Many crashes and successes later, the sport is still basically one dude--and they are just dudes, despite female ski jumpers petitioning unsuccessfully to join the Games this year--flying down a hill off a ramp and into glory or an extended hospital stay. Ski jumping at the Olympic level involves three events: 

  • The Normal Hill Individual, where jumpers begin at a height of 90m 
  • The Large Hill Individual, where jumpers start from 120m
  • The Large Hill Team, where everyone goes from 120 m in a combined team competition.  

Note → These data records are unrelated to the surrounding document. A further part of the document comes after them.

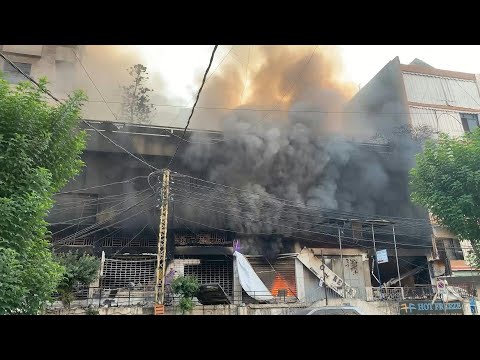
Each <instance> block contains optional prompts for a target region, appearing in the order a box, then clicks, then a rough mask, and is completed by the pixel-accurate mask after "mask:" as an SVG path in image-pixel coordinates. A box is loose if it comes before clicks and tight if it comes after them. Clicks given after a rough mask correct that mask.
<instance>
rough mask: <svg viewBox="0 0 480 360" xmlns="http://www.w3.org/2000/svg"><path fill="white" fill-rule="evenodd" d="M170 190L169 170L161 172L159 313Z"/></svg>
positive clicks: (163, 301)
mask: <svg viewBox="0 0 480 360" xmlns="http://www.w3.org/2000/svg"><path fill="white" fill-rule="evenodd" d="M169 189H170V170H169V169H164V170H163V182H162V193H161V206H160V225H159V228H158V252H157V269H156V283H155V305H162V306H160V307H159V308H160V309H161V310H160V311H159V313H163V304H164V300H165V257H166V252H167V226H168V204H169Z"/></svg>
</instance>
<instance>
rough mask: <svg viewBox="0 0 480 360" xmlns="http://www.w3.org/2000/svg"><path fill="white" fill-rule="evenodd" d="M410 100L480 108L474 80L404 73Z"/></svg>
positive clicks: (408, 99)
mask: <svg viewBox="0 0 480 360" xmlns="http://www.w3.org/2000/svg"><path fill="white" fill-rule="evenodd" d="M403 79H404V82H405V90H406V92H407V99H408V101H409V102H416V103H421V104H431V105H444V106H457V107H464V108H471V109H479V110H480V93H479V89H478V87H477V84H476V82H475V81H473V80H471V81H470V80H461V79H452V78H445V77H439V76H433V75H424V74H413V73H408V72H405V73H403Z"/></svg>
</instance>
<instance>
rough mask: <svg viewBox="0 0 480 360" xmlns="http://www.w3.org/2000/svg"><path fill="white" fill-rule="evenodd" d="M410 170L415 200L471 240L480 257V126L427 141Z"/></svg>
mask: <svg viewBox="0 0 480 360" xmlns="http://www.w3.org/2000/svg"><path fill="white" fill-rule="evenodd" d="M416 160H417V165H416V167H415V168H414V169H412V170H411V187H412V200H413V201H414V202H415V203H417V204H419V205H422V206H424V207H425V208H427V209H428V210H430V212H431V213H432V214H433V215H434V216H435V218H436V219H437V221H438V222H439V223H440V224H441V225H443V226H445V227H446V228H447V229H449V230H450V231H451V232H452V233H454V234H455V235H456V236H458V238H459V239H461V240H470V241H471V242H472V246H473V249H474V252H475V258H476V259H477V260H478V259H479V258H480V256H479V255H480V253H479V250H480V129H476V130H475V131H474V132H472V133H467V134H465V135H464V136H463V137H461V138H451V137H449V136H447V135H445V134H442V135H440V137H439V140H438V141H436V142H435V141H428V142H427V143H426V144H425V148H424V151H423V152H422V153H420V154H418V155H417V159H416Z"/></svg>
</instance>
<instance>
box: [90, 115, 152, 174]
mask: <svg viewBox="0 0 480 360" xmlns="http://www.w3.org/2000/svg"><path fill="white" fill-rule="evenodd" d="M82 121H83V122H84V123H85V124H87V126H88V127H90V128H92V129H93V130H94V131H96V132H97V133H98V134H99V135H101V136H102V137H104V138H105V139H107V140H108V141H109V142H111V143H112V144H113V145H115V146H116V147H118V148H120V149H122V150H123V151H124V152H125V153H127V154H128V155H130V156H131V157H133V158H134V159H136V160H138V161H140V162H141V163H143V164H145V165H147V166H148V167H150V168H152V169H155V170H160V169H158V168H156V167H155V166H153V165H151V164H149V163H147V162H146V161H144V160H142V159H140V158H139V157H138V156H135V155H133V154H132V153H131V152H130V151H128V150H127V149H125V148H124V147H123V146H121V145H119V144H117V143H116V142H115V141H113V140H112V139H110V138H109V137H108V136H106V135H105V134H103V133H102V132H101V131H100V130H98V129H97V128H96V127H94V126H92V125H91V124H90V123H89V122H87V121H86V120H82Z"/></svg>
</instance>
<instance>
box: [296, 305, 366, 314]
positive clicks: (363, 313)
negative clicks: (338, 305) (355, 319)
mask: <svg viewBox="0 0 480 360" xmlns="http://www.w3.org/2000/svg"><path fill="white" fill-rule="evenodd" d="M338 310H341V311H344V310H347V311H354V312H357V313H358V314H360V315H367V314H366V313H365V312H364V311H362V310H361V309H359V308H358V307H355V306H321V307H314V308H305V309H302V310H300V311H298V312H297V313H294V314H292V315H314V313H315V312H317V311H326V312H330V311H338Z"/></svg>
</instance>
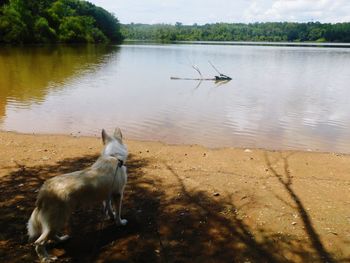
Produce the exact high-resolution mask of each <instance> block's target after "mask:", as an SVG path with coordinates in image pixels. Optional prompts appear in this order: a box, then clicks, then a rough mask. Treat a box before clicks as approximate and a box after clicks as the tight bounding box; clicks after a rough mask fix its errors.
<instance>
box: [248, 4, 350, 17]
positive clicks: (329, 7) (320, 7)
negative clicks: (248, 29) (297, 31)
mask: <svg viewBox="0 0 350 263" xmlns="http://www.w3.org/2000/svg"><path fill="white" fill-rule="evenodd" d="M261 2H263V1H252V2H251V4H250V6H249V8H248V9H247V11H246V12H245V14H244V15H245V20H246V21H247V20H248V21H251V20H255V21H295V22H308V21H321V22H345V21H349V15H348V14H350V2H349V1H348V0H337V1H335V0H274V1H272V3H271V5H270V7H268V8H266V7H265V8H264V7H262V6H261ZM265 3H266V2H265ZM259 4H260V6H259Z"/></svg>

On their way down, racers tuck for maximum speed and then spring off the edge of the ramp into flight, with almost all jumpers leaning forward in the Boklov pose: skis tilted out in a V-shape and with the body stretching forward, a position giving the jumper approximately 30% more lift in the air. This was named after Jan Boklov, a Swedish jumper who first employed the technique in the 1980s, and who like all ski jumpers is barking mad. 

Jumpers are placed according to the distance between the K-point and the landing, with the K-Point being the edge of the ramp. Besides that one bit of knowledge, the rest is simple: distance wins along with a little bit of style thrown in, and no points are awarded for merely landing safely, because landing is assumed, even if it doesn't always happen. 

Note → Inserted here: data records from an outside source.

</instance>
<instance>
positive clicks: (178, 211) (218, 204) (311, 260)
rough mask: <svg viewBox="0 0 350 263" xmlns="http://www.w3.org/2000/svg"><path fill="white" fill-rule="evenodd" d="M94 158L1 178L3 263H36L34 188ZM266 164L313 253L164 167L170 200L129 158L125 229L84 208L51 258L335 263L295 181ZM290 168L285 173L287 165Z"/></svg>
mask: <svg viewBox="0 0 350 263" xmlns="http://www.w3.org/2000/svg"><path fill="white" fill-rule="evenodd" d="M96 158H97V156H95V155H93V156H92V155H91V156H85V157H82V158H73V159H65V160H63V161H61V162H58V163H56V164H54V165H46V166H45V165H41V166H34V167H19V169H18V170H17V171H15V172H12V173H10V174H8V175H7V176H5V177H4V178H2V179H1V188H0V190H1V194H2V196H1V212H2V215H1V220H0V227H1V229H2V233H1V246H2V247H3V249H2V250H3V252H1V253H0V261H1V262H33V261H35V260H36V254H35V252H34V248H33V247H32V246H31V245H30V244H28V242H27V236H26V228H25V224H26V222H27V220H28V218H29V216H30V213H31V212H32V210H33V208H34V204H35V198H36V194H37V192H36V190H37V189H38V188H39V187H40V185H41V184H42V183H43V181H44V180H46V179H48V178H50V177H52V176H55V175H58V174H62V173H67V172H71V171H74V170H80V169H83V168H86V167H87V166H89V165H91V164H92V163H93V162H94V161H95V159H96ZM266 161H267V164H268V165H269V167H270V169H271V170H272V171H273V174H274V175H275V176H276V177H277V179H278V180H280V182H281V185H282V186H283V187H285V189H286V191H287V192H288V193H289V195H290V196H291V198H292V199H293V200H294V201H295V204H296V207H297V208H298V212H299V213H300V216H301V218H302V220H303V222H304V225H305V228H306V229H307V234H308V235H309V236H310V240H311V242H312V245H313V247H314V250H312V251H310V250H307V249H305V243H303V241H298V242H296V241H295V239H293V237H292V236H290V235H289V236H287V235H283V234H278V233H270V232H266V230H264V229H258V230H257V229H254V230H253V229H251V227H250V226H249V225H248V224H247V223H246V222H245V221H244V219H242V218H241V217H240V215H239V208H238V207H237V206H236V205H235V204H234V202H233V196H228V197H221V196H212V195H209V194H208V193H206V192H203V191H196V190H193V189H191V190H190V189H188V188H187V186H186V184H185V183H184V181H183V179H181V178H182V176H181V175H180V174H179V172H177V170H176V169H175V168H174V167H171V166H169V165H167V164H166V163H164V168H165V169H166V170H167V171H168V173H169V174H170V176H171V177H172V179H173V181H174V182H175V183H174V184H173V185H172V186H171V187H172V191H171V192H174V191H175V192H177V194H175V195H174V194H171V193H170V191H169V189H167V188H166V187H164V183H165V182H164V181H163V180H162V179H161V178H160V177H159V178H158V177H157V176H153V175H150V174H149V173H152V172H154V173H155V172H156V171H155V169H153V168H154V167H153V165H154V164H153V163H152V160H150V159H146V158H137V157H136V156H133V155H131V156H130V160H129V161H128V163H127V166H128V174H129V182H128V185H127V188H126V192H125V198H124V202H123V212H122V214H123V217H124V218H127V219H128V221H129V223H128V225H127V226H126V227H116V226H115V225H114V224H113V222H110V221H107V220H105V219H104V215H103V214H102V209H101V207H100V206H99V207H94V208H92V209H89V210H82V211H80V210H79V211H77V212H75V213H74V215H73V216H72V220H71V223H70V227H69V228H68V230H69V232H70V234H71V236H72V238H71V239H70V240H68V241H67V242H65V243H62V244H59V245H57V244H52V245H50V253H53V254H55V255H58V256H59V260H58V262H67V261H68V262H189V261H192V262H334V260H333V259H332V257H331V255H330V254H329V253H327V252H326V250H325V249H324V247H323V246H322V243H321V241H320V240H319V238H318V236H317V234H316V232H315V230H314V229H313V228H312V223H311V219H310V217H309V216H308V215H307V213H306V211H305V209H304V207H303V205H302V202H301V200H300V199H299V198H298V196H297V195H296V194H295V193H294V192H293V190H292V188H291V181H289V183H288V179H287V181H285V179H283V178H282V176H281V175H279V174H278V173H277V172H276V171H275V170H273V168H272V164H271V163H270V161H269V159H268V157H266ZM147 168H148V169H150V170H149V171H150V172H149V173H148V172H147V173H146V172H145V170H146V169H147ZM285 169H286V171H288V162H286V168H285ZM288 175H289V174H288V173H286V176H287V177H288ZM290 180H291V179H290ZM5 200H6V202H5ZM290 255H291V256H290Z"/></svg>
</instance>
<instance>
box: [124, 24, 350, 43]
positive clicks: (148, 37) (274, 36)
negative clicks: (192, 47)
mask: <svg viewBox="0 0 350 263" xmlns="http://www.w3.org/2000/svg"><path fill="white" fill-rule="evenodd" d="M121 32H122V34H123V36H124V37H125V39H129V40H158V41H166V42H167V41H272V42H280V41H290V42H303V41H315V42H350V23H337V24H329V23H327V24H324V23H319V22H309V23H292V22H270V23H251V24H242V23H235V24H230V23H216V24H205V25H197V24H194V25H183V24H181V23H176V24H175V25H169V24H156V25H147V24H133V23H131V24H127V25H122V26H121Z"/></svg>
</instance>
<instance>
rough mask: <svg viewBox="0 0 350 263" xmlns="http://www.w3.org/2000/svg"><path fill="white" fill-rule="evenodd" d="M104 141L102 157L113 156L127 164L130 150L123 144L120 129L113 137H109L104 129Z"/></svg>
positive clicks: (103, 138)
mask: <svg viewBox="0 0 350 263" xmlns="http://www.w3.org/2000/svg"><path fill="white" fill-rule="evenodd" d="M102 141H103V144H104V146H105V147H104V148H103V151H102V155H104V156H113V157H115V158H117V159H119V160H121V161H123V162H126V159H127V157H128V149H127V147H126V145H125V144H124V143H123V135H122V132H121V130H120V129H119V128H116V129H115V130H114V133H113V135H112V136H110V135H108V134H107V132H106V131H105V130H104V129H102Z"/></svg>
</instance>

What To Watch For: The individuals are fun, certainly, though you won't have a clue who any of the jumpers are as a casual fan since ski-jumping is fairly exotic even for an Olympic sport. Additionally, the United States team is flat-broke, has not had a sponsor since 2006, and had one bronze medal in the entire eighty-six year history of ski-jumping as an Olympic sport, so you have no real reason as an American fan to know much about the dramatis personae here. 

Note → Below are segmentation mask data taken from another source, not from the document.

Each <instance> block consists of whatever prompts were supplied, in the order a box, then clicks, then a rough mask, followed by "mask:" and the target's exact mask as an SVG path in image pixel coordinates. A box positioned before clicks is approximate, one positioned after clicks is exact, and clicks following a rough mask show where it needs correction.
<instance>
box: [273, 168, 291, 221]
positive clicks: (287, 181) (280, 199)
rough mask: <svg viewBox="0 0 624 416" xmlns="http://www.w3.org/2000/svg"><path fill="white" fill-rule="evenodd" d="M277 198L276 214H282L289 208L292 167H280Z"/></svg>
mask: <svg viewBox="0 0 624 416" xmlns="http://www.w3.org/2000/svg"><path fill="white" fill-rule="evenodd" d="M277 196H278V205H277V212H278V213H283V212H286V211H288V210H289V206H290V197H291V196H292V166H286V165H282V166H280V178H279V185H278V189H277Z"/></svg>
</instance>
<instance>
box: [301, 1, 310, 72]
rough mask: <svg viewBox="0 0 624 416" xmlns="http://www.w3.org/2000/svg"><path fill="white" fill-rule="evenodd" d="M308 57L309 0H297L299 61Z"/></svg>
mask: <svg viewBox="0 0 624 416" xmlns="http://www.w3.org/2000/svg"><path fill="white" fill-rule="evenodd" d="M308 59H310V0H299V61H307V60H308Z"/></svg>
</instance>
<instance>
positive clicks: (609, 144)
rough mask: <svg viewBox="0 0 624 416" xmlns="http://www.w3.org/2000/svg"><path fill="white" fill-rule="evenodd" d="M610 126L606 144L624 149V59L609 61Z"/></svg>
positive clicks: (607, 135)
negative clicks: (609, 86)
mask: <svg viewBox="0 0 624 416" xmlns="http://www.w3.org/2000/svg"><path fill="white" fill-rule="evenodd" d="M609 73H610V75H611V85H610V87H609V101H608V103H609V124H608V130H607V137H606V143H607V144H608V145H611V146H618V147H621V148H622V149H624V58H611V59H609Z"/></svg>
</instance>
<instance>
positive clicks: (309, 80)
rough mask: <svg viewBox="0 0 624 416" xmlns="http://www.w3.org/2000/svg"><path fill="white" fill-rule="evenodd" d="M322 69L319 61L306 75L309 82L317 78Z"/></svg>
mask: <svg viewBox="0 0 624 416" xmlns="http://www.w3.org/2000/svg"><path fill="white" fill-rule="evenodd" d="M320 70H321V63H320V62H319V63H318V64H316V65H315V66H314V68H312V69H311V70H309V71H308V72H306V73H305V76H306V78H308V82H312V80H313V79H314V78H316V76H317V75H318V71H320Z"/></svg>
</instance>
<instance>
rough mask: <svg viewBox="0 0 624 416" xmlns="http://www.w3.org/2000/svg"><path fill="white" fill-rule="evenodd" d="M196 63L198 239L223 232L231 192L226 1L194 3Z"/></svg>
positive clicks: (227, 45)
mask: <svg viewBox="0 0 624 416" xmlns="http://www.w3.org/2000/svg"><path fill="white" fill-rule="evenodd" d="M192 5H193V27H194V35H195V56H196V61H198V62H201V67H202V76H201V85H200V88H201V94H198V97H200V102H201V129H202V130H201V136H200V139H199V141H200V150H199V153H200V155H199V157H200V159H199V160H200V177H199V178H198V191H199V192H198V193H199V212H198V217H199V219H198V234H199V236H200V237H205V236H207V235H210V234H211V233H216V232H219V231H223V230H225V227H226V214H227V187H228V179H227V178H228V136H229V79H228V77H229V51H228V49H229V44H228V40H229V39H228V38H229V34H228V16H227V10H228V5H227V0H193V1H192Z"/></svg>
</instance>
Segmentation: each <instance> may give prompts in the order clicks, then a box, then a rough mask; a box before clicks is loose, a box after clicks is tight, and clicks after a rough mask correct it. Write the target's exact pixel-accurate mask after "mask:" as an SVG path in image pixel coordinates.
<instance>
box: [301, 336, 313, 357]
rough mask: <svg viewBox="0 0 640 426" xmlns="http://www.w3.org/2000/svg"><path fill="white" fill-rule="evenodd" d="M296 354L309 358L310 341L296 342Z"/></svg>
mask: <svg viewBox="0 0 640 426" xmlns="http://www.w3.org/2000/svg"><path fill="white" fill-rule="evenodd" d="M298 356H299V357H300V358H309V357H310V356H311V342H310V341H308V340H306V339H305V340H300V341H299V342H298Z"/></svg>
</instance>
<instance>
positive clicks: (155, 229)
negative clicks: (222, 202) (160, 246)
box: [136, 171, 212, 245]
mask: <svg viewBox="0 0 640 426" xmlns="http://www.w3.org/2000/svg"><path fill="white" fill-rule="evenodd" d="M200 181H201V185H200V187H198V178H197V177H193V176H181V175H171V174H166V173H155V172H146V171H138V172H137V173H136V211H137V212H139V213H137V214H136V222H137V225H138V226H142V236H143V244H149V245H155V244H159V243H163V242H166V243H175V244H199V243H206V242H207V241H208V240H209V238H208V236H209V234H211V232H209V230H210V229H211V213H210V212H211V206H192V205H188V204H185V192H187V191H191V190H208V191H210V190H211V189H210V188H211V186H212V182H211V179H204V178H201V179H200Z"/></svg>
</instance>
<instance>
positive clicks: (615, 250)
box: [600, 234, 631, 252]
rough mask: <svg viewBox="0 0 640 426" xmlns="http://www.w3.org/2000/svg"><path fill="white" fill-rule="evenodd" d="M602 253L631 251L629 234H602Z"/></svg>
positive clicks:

You are out of excuses now, however. Gregor Schlierenzauer of Austria is the odds-on favorite in the individuals, having won eight World Cup ski jumping events this year. (If you can read German, his website ist hier.)  His Austrian team has to be favored in the team competition after winning the overall title for this season, too, though Germany's strong performance in the World Cup has to put them in contention, as well. Norway is the other notable squad, as they are coming off a second place performance to the Germans, have a historically strong team, and because they are all Scandinavian, really skinny, and insane enough to launch themselves off a ramp at 95 miles per hour onto a snowy hill. 

When To Watch: Ski Jumping kicks off the games, not the opening ceremonies. While you have to wait until 9:00 p.m. EST for the opening ceremonies, ski jumping normal hill individual qualifiers begin at 1 p.m. EST on Friday, February 12th. Team competition takes one day on the 22nd, while the individual long hill jumps are on the 19th and 20th. All competitions take place in Whistler. 

Why To Watch: Because ski-jumping is people jumping off a 120 foot tall hill and trying to land successfully? Either this sells you on the sport, or it doesn't. I can't make you want PURE AWESOME, Olympic viewer. it either tickles your fancy, or you hate adventure, risk, thrill, danger, injury, and all the good things in life. Take your pick.